Big Data Meets Healthcare: The Case for Comparability and Consistency
The well-known phenomenon of "information explosion" has impacted virtually all areas of human enterprise, and healthcare has become no exception. While one might quibble whether more information is actually being created, there is no disagreement that vastly more information is being electronically captured and stored. Latent within the proliferation of such machine readable archives of information lays previously impractical metrics, capabilities for linkages and association, and ultimately new knowledge. The over-used moniker of "big data" is applied to the rise of vast, potentially-federated data sources, analytic methods for their interpretation, and emergent findings.

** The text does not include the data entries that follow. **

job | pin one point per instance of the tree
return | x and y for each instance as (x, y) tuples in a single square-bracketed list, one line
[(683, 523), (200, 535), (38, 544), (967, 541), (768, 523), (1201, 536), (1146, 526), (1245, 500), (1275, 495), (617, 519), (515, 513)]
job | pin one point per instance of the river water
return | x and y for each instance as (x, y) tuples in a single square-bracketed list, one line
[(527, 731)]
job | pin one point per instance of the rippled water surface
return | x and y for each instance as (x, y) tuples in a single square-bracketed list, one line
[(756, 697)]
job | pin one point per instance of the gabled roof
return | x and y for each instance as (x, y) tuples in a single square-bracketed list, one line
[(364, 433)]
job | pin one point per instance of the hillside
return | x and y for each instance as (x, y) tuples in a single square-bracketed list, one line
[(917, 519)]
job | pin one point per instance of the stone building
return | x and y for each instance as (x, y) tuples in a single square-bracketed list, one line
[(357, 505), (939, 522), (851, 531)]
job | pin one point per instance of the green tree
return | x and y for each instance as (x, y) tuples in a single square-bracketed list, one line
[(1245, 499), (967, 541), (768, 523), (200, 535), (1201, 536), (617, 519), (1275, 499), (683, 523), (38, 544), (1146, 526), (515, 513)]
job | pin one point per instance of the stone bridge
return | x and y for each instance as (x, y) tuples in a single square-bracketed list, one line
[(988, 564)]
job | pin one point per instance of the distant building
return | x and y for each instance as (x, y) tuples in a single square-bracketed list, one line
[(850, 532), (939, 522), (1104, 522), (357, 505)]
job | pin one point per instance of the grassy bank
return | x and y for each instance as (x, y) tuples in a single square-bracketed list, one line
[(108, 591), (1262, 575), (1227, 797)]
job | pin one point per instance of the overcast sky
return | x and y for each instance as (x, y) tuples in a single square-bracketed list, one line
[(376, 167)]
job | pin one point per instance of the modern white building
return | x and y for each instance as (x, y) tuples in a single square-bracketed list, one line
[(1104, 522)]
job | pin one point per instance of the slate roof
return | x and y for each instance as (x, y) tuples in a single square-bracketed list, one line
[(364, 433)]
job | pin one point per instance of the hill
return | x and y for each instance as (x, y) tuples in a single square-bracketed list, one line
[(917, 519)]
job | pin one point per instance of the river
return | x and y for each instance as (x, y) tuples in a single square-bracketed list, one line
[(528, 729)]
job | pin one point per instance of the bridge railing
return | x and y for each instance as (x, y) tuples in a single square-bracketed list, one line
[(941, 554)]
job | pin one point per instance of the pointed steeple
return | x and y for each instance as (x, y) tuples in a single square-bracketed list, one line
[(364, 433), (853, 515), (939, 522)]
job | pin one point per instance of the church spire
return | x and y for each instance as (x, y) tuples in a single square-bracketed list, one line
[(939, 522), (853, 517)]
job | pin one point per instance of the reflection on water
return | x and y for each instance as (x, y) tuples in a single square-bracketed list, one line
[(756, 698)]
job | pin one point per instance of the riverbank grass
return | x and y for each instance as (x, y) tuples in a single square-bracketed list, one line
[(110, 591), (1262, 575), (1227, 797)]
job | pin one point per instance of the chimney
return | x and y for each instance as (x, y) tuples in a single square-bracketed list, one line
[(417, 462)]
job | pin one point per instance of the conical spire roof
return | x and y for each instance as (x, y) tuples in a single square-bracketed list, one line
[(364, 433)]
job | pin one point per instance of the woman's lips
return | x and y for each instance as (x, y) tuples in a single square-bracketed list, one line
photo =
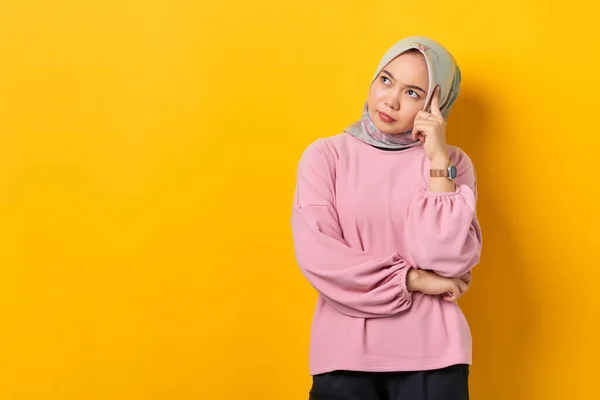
[(385, 118)]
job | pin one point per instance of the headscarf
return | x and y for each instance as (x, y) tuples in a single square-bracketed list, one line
[(443, 71)]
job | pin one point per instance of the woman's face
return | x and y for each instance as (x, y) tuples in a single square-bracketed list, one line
[(398, 93)]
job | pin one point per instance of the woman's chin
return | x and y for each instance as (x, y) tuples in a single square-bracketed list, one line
[(390, 130)]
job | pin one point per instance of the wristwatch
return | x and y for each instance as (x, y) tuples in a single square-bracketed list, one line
[(449, 172)]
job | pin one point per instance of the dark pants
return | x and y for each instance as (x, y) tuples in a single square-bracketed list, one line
[(449, 383)]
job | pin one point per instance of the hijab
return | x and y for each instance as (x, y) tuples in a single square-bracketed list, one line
[(443, 71)]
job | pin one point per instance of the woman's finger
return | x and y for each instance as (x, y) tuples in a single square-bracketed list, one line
[(462, 285), (435, 102)]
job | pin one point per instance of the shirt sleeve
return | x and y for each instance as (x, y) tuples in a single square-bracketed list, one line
[(352, 281), (442, 231)]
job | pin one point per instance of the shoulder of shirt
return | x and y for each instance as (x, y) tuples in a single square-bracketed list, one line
[(327, 147)]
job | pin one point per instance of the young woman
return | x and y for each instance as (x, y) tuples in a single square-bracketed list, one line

Despite this non-precision, most observers agree that there is something new and different emergent in the opportunistic mining of disparate data on an unprecedented scale.
Examples of impressive inferences from big data abound in finance, marketing, education, social sciences, and economics. More focused, "big science" opportunities are self-evident in astronomy, physics, and arguably the discovery of the Higgs Boson (which really was inferred from perturbations observed across Exabytes of experimental particle-accelerator data). In biology and medicine the sweet spot has historically been in the human genome, where genotype-phenotype associations emerge from "genome-wide association studies" done at massive scale — more so in the present era of whole-genome sequencing.
The promise of best-evidence discovery, comparative effectiveness research, new outcomes analyses, adverse event discovery, and improved clinical care in general that might emerge from big-data methods applied to large, federated, clinical data repositories is intriguing. There is "gold in them hills," and the potential benefits of well-conducted data mining must not be lightly dismissed.
However, caution must dominate an otherwise unfettered analyses of clinical information, as the consequences of skewed, biased, spurious, or otherwise "wrong" answers can have serious adverse impact. While most of us are quite content to have a target answer appear "on the page" of a Google search result, somehow having the right answer "on the list" but not chosen for healthcare interventions may be interpreted as malpractice in some litigious countries — not to mention likely sub-optimal outcomes for a patient. Clinical decision support resources may recommend a spectrum of options to a clinician — who presumably has the responsibility of synthesizing such advice and selecting the optimal path, though few would argue that the amount of information and the complexity of their interactions have long ago exceeded the unaided human capacity for cognition, reliable processing, or well-balanced interpretation.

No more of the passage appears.